Playing with vector search in OpenSearch and getting strange similarity scores, trying to understand why.
To keep things simple, I’ve indexed two vectors – [0, 1] and [0, -1].
To my understanding similarity score is simply cosine value for the angle between vectors (also I’ve used online similarity calculator and my own written function to compare).
So in this case angle is 180 degrees, so cos(alpha) value should be -1.
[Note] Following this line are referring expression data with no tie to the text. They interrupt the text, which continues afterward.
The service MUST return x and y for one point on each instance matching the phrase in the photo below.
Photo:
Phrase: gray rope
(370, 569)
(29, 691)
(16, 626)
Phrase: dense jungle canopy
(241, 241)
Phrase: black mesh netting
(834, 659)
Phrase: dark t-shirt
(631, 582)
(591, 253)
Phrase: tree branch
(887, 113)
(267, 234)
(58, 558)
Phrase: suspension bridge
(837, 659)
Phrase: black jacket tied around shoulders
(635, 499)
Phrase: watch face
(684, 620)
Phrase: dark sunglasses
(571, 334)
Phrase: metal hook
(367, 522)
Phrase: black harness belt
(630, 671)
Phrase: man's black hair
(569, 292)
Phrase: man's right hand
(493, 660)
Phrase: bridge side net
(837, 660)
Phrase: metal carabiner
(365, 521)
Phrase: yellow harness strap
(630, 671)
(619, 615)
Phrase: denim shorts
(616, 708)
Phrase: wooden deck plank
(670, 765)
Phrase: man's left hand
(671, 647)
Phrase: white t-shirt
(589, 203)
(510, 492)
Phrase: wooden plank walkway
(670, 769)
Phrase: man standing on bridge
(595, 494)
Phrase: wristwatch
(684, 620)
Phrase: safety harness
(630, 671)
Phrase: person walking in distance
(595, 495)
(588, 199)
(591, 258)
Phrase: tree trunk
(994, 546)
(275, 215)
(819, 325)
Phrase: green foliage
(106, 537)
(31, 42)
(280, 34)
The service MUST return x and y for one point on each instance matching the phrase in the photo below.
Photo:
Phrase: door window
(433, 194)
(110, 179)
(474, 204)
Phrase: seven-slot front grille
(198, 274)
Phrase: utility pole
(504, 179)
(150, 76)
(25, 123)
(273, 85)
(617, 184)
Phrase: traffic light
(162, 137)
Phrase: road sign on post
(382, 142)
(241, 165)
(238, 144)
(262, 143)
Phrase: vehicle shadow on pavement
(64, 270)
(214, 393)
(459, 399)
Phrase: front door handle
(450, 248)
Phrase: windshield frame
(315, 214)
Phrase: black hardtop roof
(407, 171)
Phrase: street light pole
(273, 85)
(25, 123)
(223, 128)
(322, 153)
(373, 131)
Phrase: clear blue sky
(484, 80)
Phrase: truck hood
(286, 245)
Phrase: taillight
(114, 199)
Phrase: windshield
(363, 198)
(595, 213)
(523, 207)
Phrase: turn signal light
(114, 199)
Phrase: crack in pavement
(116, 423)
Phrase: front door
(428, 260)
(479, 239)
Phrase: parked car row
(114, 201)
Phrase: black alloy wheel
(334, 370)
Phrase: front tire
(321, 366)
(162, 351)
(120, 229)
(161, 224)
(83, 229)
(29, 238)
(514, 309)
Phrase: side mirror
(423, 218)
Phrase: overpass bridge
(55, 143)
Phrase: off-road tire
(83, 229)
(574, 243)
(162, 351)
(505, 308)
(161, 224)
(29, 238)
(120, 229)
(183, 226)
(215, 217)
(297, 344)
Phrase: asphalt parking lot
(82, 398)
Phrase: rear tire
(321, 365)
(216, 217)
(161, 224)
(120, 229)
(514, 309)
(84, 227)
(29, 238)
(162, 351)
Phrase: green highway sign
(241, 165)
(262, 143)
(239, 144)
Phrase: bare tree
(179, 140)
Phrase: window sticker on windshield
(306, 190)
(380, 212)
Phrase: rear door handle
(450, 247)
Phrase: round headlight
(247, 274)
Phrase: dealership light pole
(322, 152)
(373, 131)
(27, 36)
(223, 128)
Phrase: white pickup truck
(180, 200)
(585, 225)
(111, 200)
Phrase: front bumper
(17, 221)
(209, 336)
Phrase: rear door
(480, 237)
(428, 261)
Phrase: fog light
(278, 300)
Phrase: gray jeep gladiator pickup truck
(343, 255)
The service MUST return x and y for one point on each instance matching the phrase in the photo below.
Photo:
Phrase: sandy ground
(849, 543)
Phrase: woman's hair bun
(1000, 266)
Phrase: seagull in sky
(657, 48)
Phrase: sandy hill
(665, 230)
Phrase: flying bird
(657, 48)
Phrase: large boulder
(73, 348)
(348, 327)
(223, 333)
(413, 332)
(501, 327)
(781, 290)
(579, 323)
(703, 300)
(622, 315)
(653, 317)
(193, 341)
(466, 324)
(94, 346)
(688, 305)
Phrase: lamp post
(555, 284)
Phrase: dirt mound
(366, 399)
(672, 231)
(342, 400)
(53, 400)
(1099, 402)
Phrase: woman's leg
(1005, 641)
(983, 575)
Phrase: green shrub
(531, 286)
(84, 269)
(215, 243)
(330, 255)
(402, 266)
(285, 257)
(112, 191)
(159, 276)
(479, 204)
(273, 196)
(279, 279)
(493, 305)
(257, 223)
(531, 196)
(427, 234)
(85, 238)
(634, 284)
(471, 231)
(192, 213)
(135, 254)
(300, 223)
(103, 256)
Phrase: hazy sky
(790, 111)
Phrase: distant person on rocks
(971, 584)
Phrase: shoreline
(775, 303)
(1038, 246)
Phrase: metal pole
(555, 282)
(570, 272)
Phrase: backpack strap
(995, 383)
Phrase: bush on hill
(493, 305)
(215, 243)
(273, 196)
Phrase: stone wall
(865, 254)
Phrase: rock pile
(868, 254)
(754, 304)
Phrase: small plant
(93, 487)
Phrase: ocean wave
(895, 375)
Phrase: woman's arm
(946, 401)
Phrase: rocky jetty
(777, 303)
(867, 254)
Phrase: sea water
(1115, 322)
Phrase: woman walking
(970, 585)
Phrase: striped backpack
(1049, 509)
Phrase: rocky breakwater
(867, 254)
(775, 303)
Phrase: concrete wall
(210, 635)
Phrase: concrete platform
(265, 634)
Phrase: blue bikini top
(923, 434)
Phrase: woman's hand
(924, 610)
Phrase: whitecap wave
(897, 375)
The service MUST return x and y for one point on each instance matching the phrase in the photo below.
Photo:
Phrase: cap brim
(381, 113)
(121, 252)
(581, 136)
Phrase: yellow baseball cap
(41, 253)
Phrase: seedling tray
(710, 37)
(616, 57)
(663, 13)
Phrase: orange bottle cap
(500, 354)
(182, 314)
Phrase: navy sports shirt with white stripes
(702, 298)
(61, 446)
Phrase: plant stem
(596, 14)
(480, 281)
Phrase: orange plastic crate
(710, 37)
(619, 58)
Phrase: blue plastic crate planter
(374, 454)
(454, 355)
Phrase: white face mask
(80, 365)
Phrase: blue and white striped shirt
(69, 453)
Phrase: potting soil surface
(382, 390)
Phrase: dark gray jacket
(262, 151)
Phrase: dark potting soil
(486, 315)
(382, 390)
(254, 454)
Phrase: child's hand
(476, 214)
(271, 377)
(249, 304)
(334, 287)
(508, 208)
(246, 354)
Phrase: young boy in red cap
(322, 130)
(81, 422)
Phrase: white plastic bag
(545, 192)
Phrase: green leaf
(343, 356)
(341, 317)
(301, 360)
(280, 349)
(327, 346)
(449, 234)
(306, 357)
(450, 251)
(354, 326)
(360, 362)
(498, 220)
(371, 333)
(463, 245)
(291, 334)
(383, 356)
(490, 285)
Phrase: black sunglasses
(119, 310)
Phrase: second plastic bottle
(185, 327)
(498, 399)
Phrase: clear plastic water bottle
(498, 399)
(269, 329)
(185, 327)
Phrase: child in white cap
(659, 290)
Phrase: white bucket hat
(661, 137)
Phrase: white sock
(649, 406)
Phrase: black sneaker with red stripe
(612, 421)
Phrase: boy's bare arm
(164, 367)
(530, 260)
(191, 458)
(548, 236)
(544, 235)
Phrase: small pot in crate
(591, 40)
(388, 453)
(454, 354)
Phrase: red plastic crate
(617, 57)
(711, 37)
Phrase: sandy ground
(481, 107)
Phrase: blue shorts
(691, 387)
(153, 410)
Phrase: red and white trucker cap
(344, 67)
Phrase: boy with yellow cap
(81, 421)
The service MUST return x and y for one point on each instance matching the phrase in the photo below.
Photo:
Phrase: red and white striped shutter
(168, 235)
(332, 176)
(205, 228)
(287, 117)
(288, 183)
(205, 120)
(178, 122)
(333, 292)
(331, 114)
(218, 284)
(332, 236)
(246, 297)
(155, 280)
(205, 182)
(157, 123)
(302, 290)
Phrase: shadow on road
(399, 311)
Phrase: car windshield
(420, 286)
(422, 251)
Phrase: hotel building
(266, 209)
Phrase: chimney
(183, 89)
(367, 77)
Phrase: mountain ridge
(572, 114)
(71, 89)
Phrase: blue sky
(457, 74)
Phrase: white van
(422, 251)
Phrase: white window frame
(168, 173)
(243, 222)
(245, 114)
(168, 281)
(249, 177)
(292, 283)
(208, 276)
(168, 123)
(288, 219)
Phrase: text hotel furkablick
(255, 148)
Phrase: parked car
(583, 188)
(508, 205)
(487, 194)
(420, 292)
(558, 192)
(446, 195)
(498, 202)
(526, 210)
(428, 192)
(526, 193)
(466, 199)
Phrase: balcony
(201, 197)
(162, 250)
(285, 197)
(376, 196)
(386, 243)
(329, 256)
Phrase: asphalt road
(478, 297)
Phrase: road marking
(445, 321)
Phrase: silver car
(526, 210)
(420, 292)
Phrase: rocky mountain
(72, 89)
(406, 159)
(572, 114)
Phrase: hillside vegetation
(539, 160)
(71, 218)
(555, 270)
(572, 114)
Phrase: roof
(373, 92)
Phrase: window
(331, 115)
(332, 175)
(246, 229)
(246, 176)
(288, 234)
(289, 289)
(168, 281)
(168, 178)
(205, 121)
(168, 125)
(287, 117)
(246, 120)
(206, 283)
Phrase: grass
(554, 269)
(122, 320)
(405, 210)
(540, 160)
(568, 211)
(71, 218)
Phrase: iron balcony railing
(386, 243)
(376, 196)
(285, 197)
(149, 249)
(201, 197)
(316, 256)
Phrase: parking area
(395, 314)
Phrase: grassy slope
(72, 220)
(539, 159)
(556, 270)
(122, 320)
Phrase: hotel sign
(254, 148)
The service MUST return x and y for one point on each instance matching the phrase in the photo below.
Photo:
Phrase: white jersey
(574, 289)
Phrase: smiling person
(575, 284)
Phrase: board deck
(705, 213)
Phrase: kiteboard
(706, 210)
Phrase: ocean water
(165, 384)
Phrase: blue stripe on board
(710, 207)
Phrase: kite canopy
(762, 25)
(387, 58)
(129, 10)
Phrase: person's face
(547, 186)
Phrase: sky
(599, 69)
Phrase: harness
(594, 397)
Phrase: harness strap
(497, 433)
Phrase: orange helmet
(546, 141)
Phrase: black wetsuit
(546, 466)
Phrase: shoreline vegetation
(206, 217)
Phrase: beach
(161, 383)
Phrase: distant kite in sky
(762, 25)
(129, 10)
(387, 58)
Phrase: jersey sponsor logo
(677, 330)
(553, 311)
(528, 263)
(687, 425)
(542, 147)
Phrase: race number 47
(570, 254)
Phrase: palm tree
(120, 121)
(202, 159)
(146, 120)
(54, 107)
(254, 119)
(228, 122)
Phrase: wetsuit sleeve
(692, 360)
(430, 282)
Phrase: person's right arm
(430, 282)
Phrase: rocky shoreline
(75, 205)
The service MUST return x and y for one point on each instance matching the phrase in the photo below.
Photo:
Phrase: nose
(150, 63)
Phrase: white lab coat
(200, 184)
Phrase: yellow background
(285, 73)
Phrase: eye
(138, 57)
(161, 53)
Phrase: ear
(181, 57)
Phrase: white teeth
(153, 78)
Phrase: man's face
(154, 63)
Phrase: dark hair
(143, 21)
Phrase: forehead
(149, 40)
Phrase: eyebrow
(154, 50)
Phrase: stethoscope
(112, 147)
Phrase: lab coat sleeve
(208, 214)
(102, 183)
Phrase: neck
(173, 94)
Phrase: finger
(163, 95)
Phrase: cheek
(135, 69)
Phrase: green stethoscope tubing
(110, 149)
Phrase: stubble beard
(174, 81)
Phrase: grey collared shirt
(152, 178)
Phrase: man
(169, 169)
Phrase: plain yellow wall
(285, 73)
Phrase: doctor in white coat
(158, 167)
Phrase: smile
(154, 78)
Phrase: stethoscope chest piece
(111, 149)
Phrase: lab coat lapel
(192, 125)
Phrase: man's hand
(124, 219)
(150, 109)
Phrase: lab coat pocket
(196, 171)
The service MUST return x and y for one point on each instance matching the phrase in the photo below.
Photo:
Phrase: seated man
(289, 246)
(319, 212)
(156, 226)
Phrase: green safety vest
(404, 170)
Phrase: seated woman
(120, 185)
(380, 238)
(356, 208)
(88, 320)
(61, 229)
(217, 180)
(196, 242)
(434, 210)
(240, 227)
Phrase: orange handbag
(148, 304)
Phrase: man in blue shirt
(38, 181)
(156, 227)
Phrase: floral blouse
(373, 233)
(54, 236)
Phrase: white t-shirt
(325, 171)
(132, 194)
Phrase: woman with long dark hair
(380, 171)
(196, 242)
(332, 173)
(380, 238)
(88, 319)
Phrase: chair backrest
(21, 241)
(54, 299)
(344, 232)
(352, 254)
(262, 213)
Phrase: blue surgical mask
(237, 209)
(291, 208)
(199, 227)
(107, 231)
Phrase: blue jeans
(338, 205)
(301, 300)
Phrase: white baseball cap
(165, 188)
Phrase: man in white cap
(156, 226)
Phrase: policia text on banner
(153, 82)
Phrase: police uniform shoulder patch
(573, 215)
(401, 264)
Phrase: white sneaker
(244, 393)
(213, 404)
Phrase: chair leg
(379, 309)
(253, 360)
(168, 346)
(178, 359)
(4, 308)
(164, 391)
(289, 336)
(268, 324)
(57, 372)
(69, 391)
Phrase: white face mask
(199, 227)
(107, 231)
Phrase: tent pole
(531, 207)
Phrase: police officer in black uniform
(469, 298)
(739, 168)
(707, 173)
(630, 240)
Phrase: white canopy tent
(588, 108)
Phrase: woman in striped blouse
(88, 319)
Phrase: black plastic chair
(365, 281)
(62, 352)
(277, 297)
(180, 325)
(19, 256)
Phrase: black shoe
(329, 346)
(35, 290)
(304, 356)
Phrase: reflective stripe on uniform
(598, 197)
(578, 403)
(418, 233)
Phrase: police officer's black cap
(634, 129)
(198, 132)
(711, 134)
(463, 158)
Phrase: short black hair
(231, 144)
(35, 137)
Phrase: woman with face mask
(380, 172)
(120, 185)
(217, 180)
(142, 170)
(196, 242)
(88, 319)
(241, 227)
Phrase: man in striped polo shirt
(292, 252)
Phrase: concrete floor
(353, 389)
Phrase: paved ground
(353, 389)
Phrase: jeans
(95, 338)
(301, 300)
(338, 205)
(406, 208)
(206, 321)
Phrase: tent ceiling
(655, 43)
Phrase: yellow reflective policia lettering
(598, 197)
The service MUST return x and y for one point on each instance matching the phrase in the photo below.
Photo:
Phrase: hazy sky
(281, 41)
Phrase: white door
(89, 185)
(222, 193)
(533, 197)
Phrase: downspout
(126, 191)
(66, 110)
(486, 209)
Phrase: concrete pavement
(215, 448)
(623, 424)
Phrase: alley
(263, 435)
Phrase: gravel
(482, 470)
Though in open search when I do search for:
POST /my-index2/_search
{
"size": 10,
"query": {
"knn": {
"content_vector": {
"vector": [0, 1],
"k": 10
}
}
}
}
I get following:
"hits": [
{
"_index": "my-index2",
"_id": "1",
"_score": 0.9999999,
"_source": {
"content": "up",
"content_vector": [
0,
1
]
}
},
{
"_index": "my-index2",
"_id": "2",
"_score": 0.33333334,
"_source": {
"content": "down",
"content_vector": [
0,
-1
]
}
}
]
My index definition looks like this:
PUT /my-index2
{
"settings": {
"index": {
"knn": true
}
},
"mappings": {
"properties": {
"content": {
"type": "text"
},
"content_vector": {
"type": "knn_vector",
"dimension": 2,
"method": {
"name": "hnsw",
"space_type": "cosinesimil",
"engine": "nmslib",
"parameters": {
"ef_construction": 500,
"m": 16
}
}
}
}
}
}